One of our family's long-time practices is for Mr. Beaver and me to take our individual children out on a rotating basis. We call these "dates." Usually each of us takes out one child. The four of us ride together in the car on a Wednesday night or a Saturday morning, but then the two sets sit in different sections of the coffee shop or restaurant so we get one-on-one time.
Sometimes on these dates we simply converse if the child has something on their heart they want to discuss. But usually we chat while playing a game. We've discovered that laughing together is a great contributor to family strength. Having fun together is also an important bridge to ensuring we have an open relationship with each of our arrows (Ps. 127:4).
We started this practice when we had three children, but now as a large family the tradition has become even more important to us. When you're one of twelve, it's easy to get lost. We think these dates help prevent that. They also allow the two of us to know each of our children as individuals and to relish in how the Lord has made each unique.
For a variety of logistical reasons, both of us took Daria on her very first date as part of our family. If I've ever witnessed a delighted teenager, it was this precious 15-year-old former orphan last night. She talked and talked in her intertwined combination of mostly Russian with a bit of emerging English, what our family calls "Ringlish."
Daria asked us a number of questions about American culture. She also told us many of her observations about ways in which American and Russian cultures differ. She eventually concluded that some things are better in Russia and some things are better in America. We both heartily agreed.

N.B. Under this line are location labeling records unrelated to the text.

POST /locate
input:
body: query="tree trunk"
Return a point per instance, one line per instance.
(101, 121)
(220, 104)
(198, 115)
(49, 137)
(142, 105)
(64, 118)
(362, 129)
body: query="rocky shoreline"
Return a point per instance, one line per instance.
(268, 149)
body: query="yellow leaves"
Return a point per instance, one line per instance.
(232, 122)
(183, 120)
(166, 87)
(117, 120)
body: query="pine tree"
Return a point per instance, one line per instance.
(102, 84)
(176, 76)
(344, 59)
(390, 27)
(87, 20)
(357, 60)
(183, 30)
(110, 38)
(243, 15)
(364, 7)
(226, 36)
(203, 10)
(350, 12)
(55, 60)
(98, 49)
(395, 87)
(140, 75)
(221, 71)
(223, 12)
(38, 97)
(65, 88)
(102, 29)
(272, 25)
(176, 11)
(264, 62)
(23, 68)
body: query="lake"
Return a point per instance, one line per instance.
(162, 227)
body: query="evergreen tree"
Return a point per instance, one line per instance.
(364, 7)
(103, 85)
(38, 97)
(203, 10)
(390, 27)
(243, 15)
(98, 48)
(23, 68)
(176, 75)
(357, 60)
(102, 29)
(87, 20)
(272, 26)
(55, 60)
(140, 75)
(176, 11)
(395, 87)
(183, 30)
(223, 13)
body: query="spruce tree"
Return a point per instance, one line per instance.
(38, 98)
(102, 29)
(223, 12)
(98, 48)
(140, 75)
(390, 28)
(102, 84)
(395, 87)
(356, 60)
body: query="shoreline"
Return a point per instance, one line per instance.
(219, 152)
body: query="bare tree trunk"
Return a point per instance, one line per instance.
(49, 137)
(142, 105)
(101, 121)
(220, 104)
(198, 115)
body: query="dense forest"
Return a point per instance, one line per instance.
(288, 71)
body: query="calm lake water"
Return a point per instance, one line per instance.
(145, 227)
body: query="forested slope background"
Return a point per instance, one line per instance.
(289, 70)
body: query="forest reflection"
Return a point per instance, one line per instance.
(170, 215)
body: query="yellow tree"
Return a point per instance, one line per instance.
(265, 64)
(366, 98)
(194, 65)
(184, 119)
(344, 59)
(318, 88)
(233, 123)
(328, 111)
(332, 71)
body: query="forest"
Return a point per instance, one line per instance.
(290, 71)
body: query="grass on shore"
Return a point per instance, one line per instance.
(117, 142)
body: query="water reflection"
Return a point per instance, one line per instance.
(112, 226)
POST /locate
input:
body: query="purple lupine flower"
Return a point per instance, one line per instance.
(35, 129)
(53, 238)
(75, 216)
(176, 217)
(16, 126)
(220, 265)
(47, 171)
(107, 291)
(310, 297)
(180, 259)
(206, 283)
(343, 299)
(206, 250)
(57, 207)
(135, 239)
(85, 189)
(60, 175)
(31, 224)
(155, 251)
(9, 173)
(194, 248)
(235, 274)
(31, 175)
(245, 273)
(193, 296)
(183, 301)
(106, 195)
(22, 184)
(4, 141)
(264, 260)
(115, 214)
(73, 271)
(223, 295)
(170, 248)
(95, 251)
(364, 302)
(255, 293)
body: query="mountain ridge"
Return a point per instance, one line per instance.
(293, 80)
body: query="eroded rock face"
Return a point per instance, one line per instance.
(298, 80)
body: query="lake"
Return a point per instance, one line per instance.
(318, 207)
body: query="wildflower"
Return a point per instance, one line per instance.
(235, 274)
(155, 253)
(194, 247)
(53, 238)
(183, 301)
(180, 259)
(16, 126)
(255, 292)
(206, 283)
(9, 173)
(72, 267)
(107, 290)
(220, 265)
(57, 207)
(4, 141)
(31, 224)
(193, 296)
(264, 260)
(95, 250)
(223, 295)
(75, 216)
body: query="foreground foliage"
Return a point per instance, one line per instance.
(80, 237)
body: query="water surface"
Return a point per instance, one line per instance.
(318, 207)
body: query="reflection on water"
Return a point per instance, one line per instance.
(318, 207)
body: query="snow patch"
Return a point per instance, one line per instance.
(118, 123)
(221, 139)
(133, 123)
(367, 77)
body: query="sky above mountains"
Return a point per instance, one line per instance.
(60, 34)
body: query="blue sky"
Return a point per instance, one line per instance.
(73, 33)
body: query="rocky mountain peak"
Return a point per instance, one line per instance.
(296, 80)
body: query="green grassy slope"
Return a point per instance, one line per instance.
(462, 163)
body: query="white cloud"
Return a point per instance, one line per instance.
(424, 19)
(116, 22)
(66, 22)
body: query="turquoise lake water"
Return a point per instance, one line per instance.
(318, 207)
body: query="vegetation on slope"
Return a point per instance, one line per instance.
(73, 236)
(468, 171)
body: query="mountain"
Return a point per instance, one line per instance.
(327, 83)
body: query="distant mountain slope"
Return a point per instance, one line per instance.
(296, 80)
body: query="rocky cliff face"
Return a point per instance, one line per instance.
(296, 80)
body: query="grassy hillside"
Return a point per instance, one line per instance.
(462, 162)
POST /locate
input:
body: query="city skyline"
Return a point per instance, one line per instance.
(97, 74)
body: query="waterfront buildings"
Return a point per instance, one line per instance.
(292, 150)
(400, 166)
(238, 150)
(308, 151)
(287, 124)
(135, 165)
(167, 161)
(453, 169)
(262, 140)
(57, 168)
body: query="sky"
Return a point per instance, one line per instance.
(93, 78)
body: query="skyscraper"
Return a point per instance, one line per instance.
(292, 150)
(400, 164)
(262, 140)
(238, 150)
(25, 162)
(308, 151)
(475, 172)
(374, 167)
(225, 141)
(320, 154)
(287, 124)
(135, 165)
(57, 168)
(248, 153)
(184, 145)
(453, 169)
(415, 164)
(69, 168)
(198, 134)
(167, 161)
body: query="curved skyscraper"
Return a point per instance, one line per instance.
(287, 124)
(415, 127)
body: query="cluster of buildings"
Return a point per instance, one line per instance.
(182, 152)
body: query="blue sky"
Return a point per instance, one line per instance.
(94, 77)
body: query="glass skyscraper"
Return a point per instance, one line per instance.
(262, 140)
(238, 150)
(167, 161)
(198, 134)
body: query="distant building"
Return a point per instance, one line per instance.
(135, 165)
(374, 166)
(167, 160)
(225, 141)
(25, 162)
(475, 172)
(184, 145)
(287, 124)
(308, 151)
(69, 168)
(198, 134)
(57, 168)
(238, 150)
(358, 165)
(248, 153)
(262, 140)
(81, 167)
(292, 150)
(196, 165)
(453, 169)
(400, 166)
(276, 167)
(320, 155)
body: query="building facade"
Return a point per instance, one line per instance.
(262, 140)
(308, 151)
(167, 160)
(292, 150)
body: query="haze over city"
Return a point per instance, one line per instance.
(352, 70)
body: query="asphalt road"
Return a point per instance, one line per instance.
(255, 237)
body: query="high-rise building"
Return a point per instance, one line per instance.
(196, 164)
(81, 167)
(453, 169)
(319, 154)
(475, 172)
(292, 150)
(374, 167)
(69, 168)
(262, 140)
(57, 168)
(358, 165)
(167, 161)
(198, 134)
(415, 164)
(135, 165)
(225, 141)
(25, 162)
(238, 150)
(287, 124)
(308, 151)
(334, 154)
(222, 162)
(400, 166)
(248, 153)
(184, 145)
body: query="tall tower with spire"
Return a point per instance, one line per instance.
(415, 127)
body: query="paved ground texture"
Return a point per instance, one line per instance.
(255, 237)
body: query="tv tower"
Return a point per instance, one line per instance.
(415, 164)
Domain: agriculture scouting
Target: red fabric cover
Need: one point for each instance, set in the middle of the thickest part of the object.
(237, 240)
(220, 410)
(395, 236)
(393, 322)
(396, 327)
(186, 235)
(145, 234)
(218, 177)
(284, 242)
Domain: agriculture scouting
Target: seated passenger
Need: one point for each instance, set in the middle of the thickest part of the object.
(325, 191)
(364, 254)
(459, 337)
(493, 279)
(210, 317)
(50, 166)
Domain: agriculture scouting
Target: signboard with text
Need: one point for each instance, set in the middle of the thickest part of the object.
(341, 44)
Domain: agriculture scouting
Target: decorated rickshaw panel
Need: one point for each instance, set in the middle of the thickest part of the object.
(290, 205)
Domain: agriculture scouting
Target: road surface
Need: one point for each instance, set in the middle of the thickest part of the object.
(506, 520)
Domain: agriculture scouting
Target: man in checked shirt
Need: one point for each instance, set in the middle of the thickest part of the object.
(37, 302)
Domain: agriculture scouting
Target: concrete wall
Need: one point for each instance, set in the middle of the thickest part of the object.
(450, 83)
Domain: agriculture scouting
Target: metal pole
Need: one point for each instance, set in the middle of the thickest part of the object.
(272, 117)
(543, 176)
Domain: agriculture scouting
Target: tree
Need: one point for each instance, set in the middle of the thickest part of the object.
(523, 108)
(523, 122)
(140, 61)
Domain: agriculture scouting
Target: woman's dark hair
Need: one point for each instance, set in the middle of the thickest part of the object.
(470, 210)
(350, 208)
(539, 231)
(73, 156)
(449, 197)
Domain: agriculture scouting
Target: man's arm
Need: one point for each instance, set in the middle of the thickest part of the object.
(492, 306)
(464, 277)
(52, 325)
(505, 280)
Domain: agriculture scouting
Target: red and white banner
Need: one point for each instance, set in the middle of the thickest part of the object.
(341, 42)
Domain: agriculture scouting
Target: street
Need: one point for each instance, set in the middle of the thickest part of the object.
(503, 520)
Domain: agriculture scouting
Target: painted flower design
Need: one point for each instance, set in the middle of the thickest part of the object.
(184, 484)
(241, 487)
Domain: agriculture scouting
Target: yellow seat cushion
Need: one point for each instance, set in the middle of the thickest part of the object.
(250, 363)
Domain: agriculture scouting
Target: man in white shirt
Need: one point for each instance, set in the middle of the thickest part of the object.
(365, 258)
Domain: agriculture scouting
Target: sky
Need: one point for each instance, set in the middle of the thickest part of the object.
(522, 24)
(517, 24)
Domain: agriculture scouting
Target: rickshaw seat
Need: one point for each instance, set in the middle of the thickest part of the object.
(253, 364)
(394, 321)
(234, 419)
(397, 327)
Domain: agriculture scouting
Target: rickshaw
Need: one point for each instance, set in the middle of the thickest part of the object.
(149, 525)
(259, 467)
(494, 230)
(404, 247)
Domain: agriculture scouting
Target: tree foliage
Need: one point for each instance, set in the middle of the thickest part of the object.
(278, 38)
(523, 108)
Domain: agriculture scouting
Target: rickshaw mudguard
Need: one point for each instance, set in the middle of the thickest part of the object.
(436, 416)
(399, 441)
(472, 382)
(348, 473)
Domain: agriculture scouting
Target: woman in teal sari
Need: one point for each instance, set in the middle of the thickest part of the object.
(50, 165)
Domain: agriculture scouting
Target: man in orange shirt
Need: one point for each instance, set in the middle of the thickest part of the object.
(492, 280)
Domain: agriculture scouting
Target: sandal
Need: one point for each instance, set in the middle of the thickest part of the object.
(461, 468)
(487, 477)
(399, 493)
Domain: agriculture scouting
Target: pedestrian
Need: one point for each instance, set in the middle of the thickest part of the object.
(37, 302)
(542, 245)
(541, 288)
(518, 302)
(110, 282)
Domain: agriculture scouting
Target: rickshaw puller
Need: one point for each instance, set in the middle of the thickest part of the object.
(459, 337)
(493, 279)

This realistic assessment that both cultures have strengths and weaknesses is a very good place for a teen to be nine weeks into her adoption into a family in a distant country. Daria has had to give up so much to become part of our family--language, familiar music and smells, faith traditions, foods, holidays, and more.
Since adopting Daria in mid November, we have watched her go through brief but very understandable periods of grieving the loss of her Motherland, as the Russians lovingly call their country. However, last night's date revealed to us that she is developing a mindset we hope she'll never lose--a continuing love for the country where she was born and spent the first decade-and-a-half of her life, combined with a willingness to embrace life in the U.S.
We thank and praise God for the grace He is showering on the daughter we've known for such a short time and yet already love so deeply.